Background: A Rapid Release Train
Cursor’s streak began with Composer 1, followed by Composer 2 in early 2025, which beat Opus 4.6 on coding benchmarks at a much lower price. The company has since released three more versions, with Composer 2.5 being the fourth major update in seven months.

Each iteration has been built on the Kimi K2.5 architecture, an open-source, multimodal agentic model. Cursor attributes the latest gains to scaled training, more complex reinforcement learning (RL), and new learning methods that provide “targeted textual feedback” during credit assignment.
What This Means for Developers and the AI Race
For developers, Composer 2.5 could lower the barrier to high-quality AI-assisted coding without paying premium prices for Opus or GPT-5.5. Cursor’s aggressive pricing and rapid improvement cycle put pressure on Anthropic and OpenAI to deliver better value or face market share erosion.
However, the gap between benchmark performance and real-world usefulness remains a critical issue.

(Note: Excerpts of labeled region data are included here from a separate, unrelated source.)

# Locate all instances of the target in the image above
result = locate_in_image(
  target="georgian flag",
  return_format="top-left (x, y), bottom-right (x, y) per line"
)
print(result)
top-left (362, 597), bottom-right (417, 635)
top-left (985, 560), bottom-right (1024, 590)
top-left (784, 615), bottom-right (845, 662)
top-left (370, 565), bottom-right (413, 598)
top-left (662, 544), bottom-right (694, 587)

As one industry analyst put it: “Cursor is betting that cheaper, faster iterations will win over developers who care about cost and speed. But if the code still needs heavy refinement, the savings may not be enough.”
Cursor says it has “leveled up on long-running coding tasks” by training with targeted feedback at the point where the model could have behaved better. The company is confident that these improvements will translate into smoother, more consistent multi-file edits.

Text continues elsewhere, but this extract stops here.